Researchers have provided proof of concept code that shows the successful grabbing of the targeted system's root hashed password on a system vulnerable to the attack.
Intel has responded by issuing two medium vulnerability alerts (), CVE-2022-0001 and CVE-2022-0002 respectively. To mitigate the problem Intel has advised the following,
“Intel recommends that affected Intel Processors disable access to managed runtimes in privileged modes to help prevent managed runtimes from being used as disclosure gadgets, such as unprivileged Extended Berkeley packet filter (eBPF) in kernel mode. Intel has worked with the Linux community to make this option available to all Linux users beginning in the Linux Kernel 5.16 stable version. This option is already available in some Linux distributions. Systems administrators and end users should check with their Linux vendor to determine the status of the operating system version they are using.”

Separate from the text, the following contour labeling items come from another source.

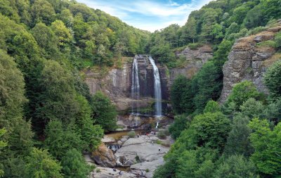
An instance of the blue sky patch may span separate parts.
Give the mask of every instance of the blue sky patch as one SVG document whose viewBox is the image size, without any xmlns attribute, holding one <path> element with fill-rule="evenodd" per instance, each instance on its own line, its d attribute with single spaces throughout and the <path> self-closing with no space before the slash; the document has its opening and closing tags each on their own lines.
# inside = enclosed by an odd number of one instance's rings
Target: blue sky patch
<svg viewBox="0 0 281 178">
<path fill-rule="evenodd" d="M 128 25 L 154 32 L 171 24 L 183 25 L 191 11 L 211 0 L 77 0 L 116 16 Z"/>
</svg>

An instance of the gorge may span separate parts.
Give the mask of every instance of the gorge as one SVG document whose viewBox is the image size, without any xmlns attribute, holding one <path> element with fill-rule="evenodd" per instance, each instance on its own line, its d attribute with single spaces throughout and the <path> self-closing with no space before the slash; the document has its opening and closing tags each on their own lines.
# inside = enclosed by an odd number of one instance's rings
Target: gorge
<svg viewBox="0 0 281 178">
<path fill-rule="evenodd" d="M 1 177 L 280 177 L 280 0 L 78 1 L 0 1 Z"/>
</svg>

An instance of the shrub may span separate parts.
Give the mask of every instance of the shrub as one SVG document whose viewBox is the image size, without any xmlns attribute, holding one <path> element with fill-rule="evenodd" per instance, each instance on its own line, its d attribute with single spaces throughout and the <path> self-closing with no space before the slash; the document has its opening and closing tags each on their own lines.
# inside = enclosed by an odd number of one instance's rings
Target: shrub
<svg viewBox="0 0 281 178">
<path fill-rule="evenodd" d="M 281 32 L 276 34 L 275 42 L 276 43 L 276 48 L 281 49 Z"/>
<path fill-rule="evenodd" d="M 273 63 L 266 73 L 264 82 L 273 98 L 281 96 L 281 61 Z"/>
<path fill-rule="evenodd" d="M 170 132 L 169 132 L 169 129 L 164 129 L 164 134 L 166 136 L 169 136 L 169 135 L 170 135 Z"/>
<path fill-rule="evenodd" d="M 159 132 L 157 133 L 157 137 L 159 138 L 160 139 L 166 139 L 166 134 L 165 134 L 164 130 L 159 131 Z"/>
<path fill-rule="evenodd" d="M 133 130 L 129 132 L 128 136 L 129 136 L 129 137 L 130 137 L 130 138 L 134 138 L 134 137 L 136 136 L 136 132 L 134 132 L 134 131 L 133 131 Z"/>
</svg>

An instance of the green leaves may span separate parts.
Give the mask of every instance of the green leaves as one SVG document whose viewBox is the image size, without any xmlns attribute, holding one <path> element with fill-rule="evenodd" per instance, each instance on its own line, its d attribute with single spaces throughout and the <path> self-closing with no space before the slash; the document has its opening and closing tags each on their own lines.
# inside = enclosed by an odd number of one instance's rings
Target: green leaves
<svg viewBox="0 0 281 178">
<path fill-rule="evenodd" d="M 86 178 L 91 171 L 81 152 L 76 149 L 69 150 L 61 163 L 65 177 Z"/>
<path fill-rule="evenodd" d="M 97 91 L 92 98 L 91 106 L 95 124 L 103 127 L 105 132 L 115 130 L 117 128 L 116 108 L 107 96 L 102 92 Z"/>
<path fill-rule="evenodd" d="M 264 82 L 273 99 L 281 97 L 281 61 L 273 63 L 264 76 Z"/>
<path fill-rule="evenodd" d="M 254 119 L 249 124 L 253 129 L 250 140 L 255 149 L 251 159 L 258 170 L 266 174 L 278 176 L 281 174 L 281 124 L 273 130 L 267 120 Z"/>
<path fill-rule="evenodd" d="M 26 178 L 63 178 L 61 166 L 46 150 L 34 148 L 27 158 Z"/>
</svg>

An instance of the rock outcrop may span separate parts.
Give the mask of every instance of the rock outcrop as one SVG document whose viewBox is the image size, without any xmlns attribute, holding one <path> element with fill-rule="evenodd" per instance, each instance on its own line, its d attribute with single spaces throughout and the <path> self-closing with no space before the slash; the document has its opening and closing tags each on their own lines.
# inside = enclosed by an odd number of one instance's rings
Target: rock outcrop
<svg viewBox="0 0 281 178">
<path fill-rule="evenodd" d="M 116 160 L 112 151 L 103 143 L 92 153 L 91 158 L 99 165 L 108 167 L 116 166 Z"/>
<path fill-rule="evenodd" d="M 213 50 L 210 46 L 207 45 L 195 50 L 187 47 L 183 51 L 177 53 L 176 56 L 178 57 L 180 56 L 185 56 L 187 64 L 183 68 L 173 68 L 169 70 L 171 82 L 179 75 L 191 78 L 208 60 L 213 57 Z"/>
<path fill-rule="evenodd" d="M 226 101 L 235 84 L 244 80 L 253 82 L 259 91 L 268 92 L 263 76 L 266 68 L 281 56 L 275 53 L 275 49 L 265 42 L 273 39 L 276 32 L 280 30 L 281 23 L 279 23 L 274 27 L 236 41 L 228 55 L 228 61 L 223 65 L 223 89 L 220 103 Z"/>
<path fill-rule="evenodd" d="M 142 135 L 126 140 L 115 153 L 117 165 L 131 167 L 135 174 L 143 172 L 144 177 L 152 177 L 157 167 L 164 164 L 163 156 L 169 151 L 168 147 L 155 144 L 158 139 L 152 135 Z"/>
<path fill-rule="evenodd" d="M 138 101 L 140 108 L 150 107 L 154 102 L 154 75 L 153 68 L 149 63 L 149 56 L 137 55 L 139 80 L 140 86 L 140 98 Z M 133 58 L 131 58 L 133 59 Z M 116 104 L 118 110 L 126 110 L 131 107 L 132 99 L 131 96 L 132 60 L 124 62 L 122 68 L 113 68 L 105 74 L 102 75 L 100 71 L 94 72 L 88 70 L 84 72 L 86 82 L 90 89 L 91 94 L 97 91 L 102 91 L 107 94 Z M 169 80 L 166 76 L 166 68 L 158 65 L 160 74 L 162 98 L 169 98 Z"/>
<path fill-rule="evenodd" d="M 126 172 L 122 172 L 120 175 L 119 170 L 113 171 L 113 169 L 103 167 L 97 167 L 97 168 L 91 172 L 91 178 L 133 178 L 136 175 Z"/>
</svg>

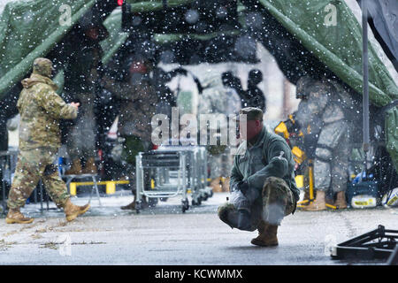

Intel has further published a list of all affected processors as well as technical details related to Branch History Injection (BHI) going into far greater depth than this article.
Arm has also released a statement noting that some of its Cortex and Neo-Cortex line of processors are also susceptible to a BHI attack. Arm has noted that mitigations depend on the user’s CPU and have published a whitepaper detailing what mitigation strategy to apply. The whitepaper has been linked to the statement released by Arm.
Straight-Line-Speculation
In related news security researchers at grsecurity have discovered a new attack method that targets vulnerabilities in AMD processors. In the report published by the researchers, the attack technique has been called straight-line-speculation.
The actual report is highly technical in nature. Fortunately, AMD also published a whitepaper explaining the attack method and how it can be mitigated.
The vulnerability stems from how modern CPUs process information under high workloads without impacting performance negatively. This is done via speculative execution which enables more efficient processing of data. Regarding how this process can be abused to carry out a malicious attack AMD notes,
“This speculative behavior is not limited to loads and can occur with speculative store instructions that can speculatively store information beyond the bounds check memory address. This data can then be speculated on by subsequent load instructions that happen to match the out of bounds address. This store variant adds the possibility of injecting attacker-controlled data into the speculative control flow leading to a potential increased
exposure to speculative gadgets.”
AMD further noted that there are another two software-related techniques that can be used to abuse the speculative execution processes.
All of which AMD has published mitigations for. It was discovered that the new attack method affects many AMD chips based on the Zen1 and Zen2 microarchitectures, including EPYC, Ryzen Threadripper, and Ryzen with integrated Radeon Graphics.
AMD has published a full list of affected processors and users are advised to follow the mitigation strategies published in the subsequent whitepaper. It is also important to note that AD has seen no active exploitations of the vulnerability in the wild and the vulnerability is regarded as medium in terms of severity.
While the flaws discussed in the article above are nowhere near as earth-shattering as Spectre and Meltdown, it does appear that chipmakers have learned from previous mistakes in handling discovered vulnerabilities in their hardware.
All three manufacturers involved not only quickly resolved the flaws discovered by third parties but also published vital information to consumers educating them as to the nature of the flaw and how to mitigate its exploitation.